For another, I think it’ll be possible eventually to implement at least a subset of typeof as a macro using const generics (once const generics supports arbitrary types). Something like this:
trait Foo<T, const val: T> {
type T;
}
impl<T, const val: T> Foo<T, val> for () {
type T = T;
}
macro_rules! type_of {
($e:expr) => { <() as Foo<_, {$e}>>::Output }
}
That wouldn’t work in all cases (only for constant expressions), but the point is, eschewing typeof won’t stop hacks, just make them even hackier.

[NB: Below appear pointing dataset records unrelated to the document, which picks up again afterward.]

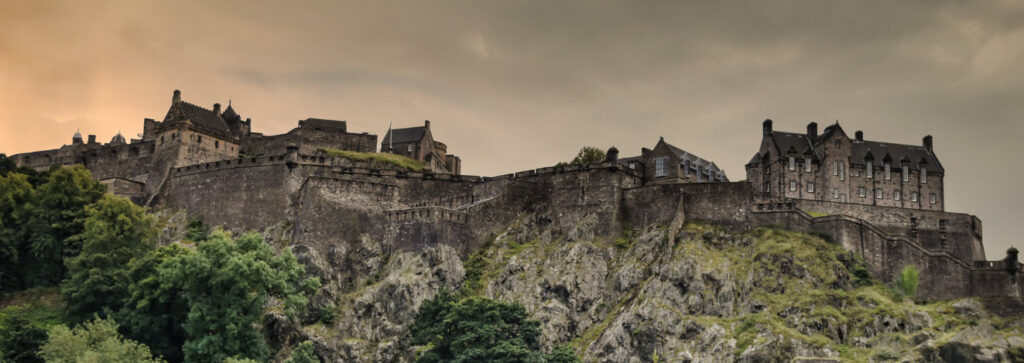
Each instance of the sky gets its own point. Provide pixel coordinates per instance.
(514, 85)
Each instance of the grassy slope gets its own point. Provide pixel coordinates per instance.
(392, 159)
(788, 271)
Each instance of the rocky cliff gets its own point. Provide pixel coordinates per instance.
(682, 292)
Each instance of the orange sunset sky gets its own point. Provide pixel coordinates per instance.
(513, 85)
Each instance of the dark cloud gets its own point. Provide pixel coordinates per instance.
(515, 85)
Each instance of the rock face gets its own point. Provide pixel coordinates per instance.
(698, 293)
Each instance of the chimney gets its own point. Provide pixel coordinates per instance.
(611, 155)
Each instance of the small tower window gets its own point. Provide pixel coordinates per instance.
(659, 167)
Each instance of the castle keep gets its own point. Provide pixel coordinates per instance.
(208, 162)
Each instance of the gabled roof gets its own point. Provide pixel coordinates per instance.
(199, 116)
(404, 134)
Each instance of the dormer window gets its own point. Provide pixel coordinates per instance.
(659, 169)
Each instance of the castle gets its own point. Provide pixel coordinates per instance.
(872, 198)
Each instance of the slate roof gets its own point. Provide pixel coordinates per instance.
(201, 117)
(404, 134)
(897, 152)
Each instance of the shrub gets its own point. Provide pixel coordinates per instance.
(908, 281)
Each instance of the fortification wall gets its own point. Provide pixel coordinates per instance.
(957, 234)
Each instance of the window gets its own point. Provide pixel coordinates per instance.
(659, 167)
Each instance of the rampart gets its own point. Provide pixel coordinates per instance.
(335, 207)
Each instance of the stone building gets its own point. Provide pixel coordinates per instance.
(830, 166)
(188, 134)
(419, 144)
(668, 164)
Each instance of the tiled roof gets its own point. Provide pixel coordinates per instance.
(404, 134)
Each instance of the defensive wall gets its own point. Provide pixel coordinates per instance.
(333, 207)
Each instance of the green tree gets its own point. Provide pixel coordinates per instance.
(908, 281)
(588, 155)
(95, 340)
(155, 310)
(475, 329)
(225, 284)
(303, 354)
(116, 232)
(15, 209)
(59, 214)
(19, 337)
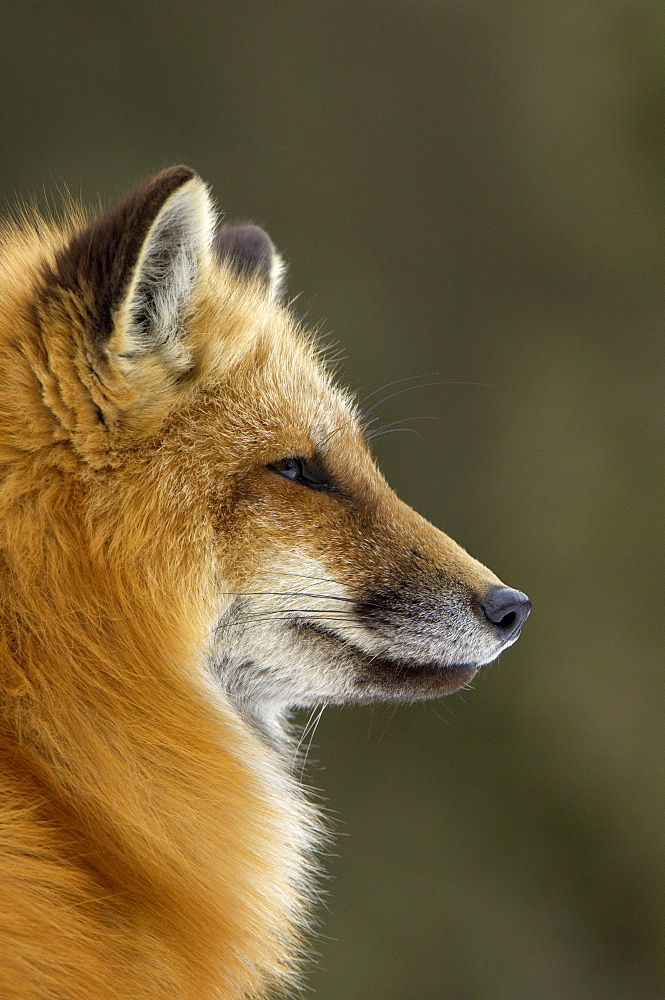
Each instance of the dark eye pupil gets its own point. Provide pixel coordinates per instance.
(307, 473)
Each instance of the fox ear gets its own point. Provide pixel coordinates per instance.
(137, 265)
(250, 252)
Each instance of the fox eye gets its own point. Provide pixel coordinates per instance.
(300, 471)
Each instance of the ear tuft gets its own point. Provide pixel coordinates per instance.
(249, 251)
(138, 263)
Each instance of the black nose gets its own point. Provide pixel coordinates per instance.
(507, 609)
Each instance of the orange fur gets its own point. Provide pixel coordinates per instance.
(153, 843)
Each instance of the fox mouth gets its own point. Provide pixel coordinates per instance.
(377, 677)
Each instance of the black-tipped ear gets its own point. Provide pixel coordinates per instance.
(138, 263)
(250, 252)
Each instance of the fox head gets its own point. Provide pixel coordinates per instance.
(209, 461)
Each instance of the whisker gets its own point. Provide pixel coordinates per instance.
(396, 381)
(298, 593)
(399, 392)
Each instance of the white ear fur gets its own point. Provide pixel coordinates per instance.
(277, 280)
(153, 310)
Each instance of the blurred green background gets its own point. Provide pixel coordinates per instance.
(473, 192)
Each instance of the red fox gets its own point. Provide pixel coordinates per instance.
(194, 539)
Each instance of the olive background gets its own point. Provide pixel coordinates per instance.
(471, 194)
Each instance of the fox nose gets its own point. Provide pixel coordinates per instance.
(507, 609)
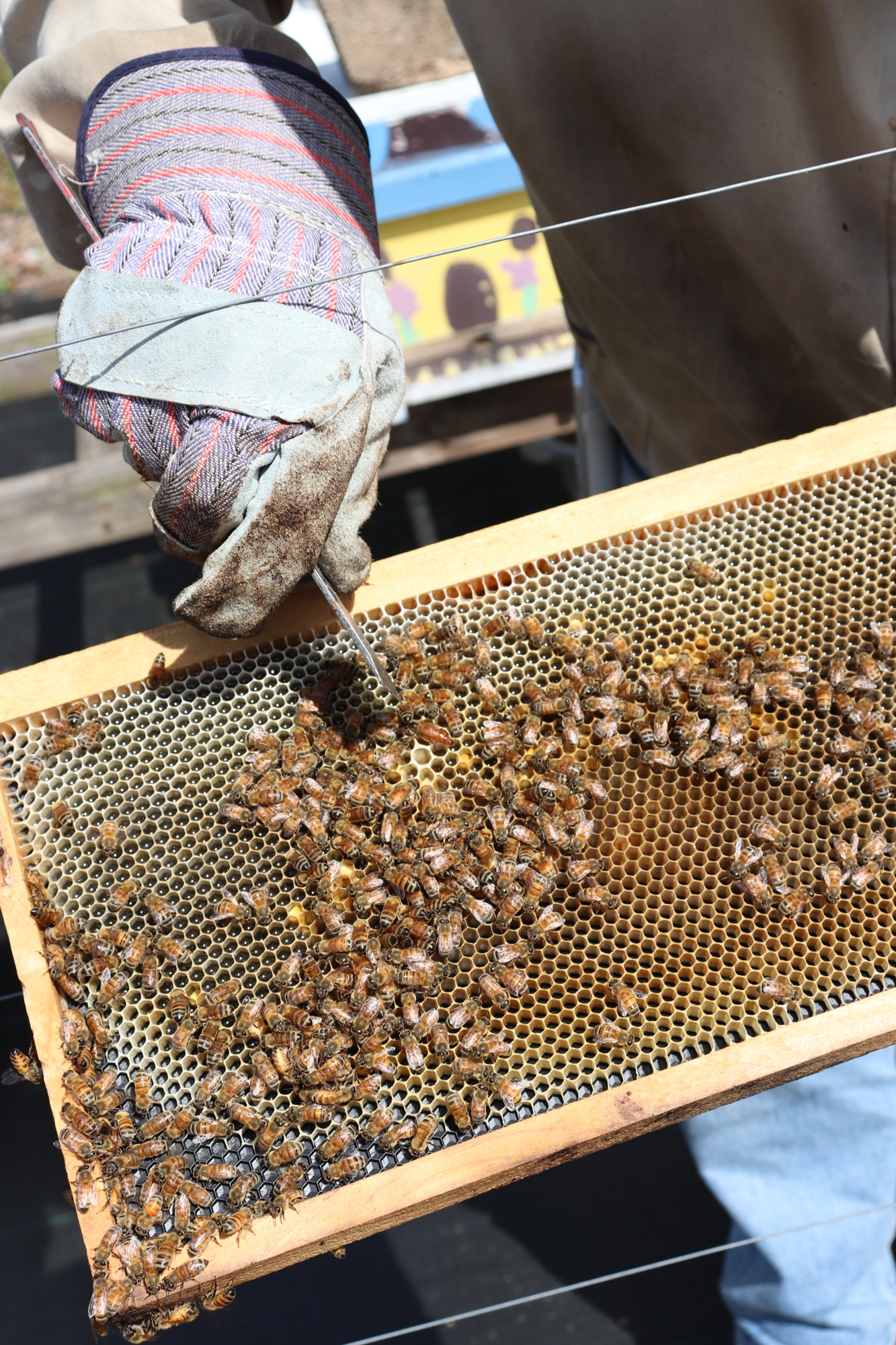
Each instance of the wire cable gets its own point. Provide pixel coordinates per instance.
(448, 252)
(618, 1274)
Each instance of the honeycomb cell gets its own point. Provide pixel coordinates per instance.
(671, 925)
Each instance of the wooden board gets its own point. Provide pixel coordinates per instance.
(463, 566)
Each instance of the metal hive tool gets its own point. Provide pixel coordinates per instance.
(809, 567)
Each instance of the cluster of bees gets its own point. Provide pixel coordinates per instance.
(849, 689)
(392, 879)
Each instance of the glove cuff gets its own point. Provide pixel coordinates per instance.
(232, 123)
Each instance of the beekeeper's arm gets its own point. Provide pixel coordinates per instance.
(216, 163)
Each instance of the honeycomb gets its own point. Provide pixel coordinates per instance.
(680, 931)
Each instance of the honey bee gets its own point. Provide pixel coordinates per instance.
(178, 1316)
(701, 572)
(197, 1194)
(345, 1168)
(427, 1128)
(792, 903)
(154, 1126)
(91, 735)
(768, 831)
(157, 673)
(204, 1230)
(179, 1276)
(548, 922)
(150, 973)
(220, 1299)
(610, 1034)
(77, 1144)
(63, 817)
(399, 1133)
(142, 1091)
(775, 874)
(823, 696)
(181, 1122)
(776, 989)
(874, 848)
(628, 1000)
(236, 1223)
(877, 786)
(116, 1297)
(232, 1089)
(862, 876)
(434, 734)
(881, 637)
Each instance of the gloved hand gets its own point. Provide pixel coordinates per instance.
(229, 171)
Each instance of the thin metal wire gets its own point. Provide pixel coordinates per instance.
(447, 252)
(618, 1274)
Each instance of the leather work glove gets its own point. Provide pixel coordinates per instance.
(225, 173)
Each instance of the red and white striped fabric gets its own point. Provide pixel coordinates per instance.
(232, 171)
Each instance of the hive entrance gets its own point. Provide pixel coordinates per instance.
(807, 570)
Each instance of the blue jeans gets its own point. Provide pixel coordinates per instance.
(821, 1147)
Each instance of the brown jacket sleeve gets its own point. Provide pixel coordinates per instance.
(60, 50)
(740, 319)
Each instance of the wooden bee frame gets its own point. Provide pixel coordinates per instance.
(455, 568)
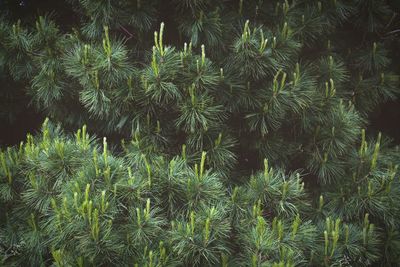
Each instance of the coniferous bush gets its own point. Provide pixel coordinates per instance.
(243, 128)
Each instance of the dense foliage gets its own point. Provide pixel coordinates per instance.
(243, 127)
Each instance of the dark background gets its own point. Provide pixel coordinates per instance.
(16, 123)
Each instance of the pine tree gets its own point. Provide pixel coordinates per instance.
(243, 127)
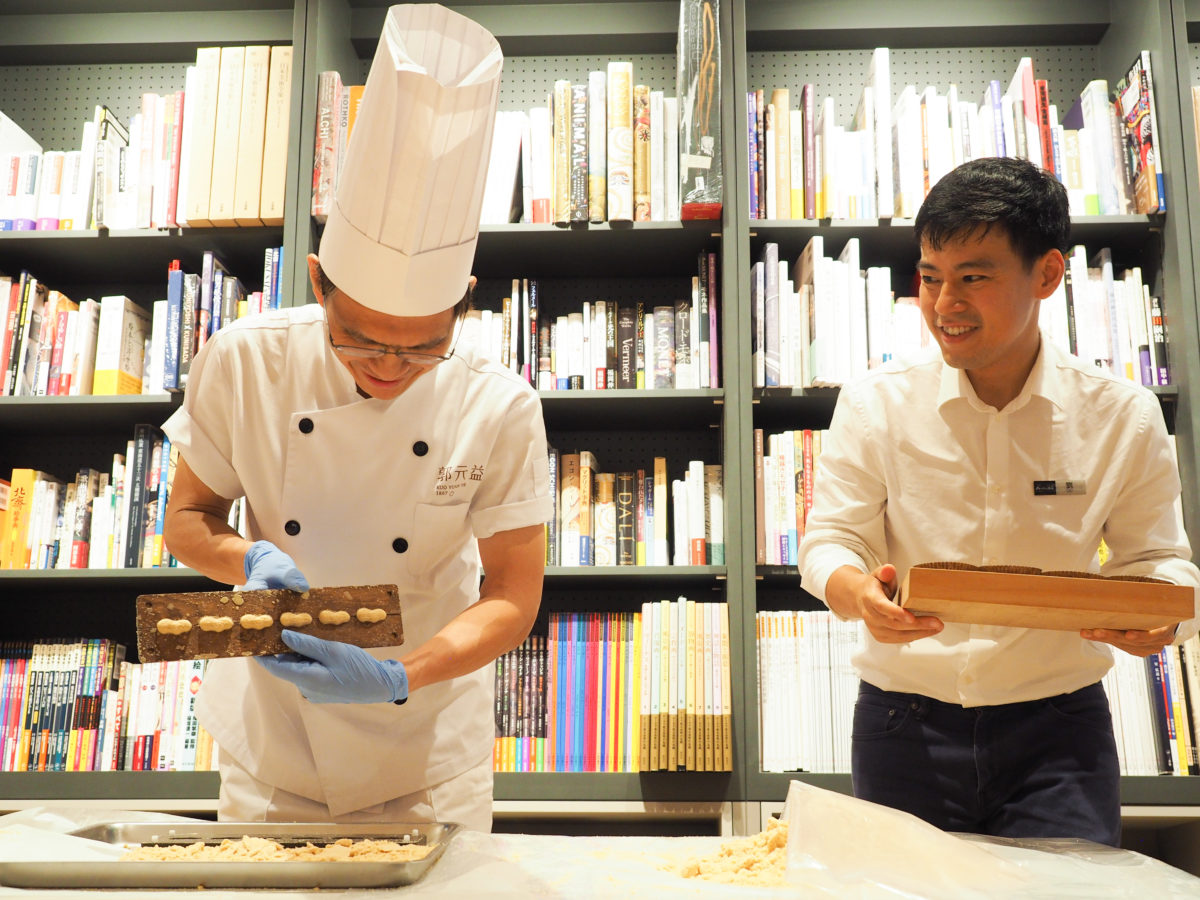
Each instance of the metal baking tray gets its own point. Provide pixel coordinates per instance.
(297, 875)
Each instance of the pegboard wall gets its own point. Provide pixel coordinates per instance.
(53, 102)
(559, 297)
(843, 73)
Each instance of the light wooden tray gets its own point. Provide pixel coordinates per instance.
(1050, 601)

Moreover, if there are currently any implementation obstacles to making typeof work (I am not sure), const generics will probably have to deal with the same issues. (FWIW, I know of at least one issue that currently affects expressions written in array lengths, and probably has to be solved for const generics, but probably wouldn’t affect typeof.)
So I think we may as well have typeof, considering how handy it’s turned out to be in other languages; and then we may as well use it for this.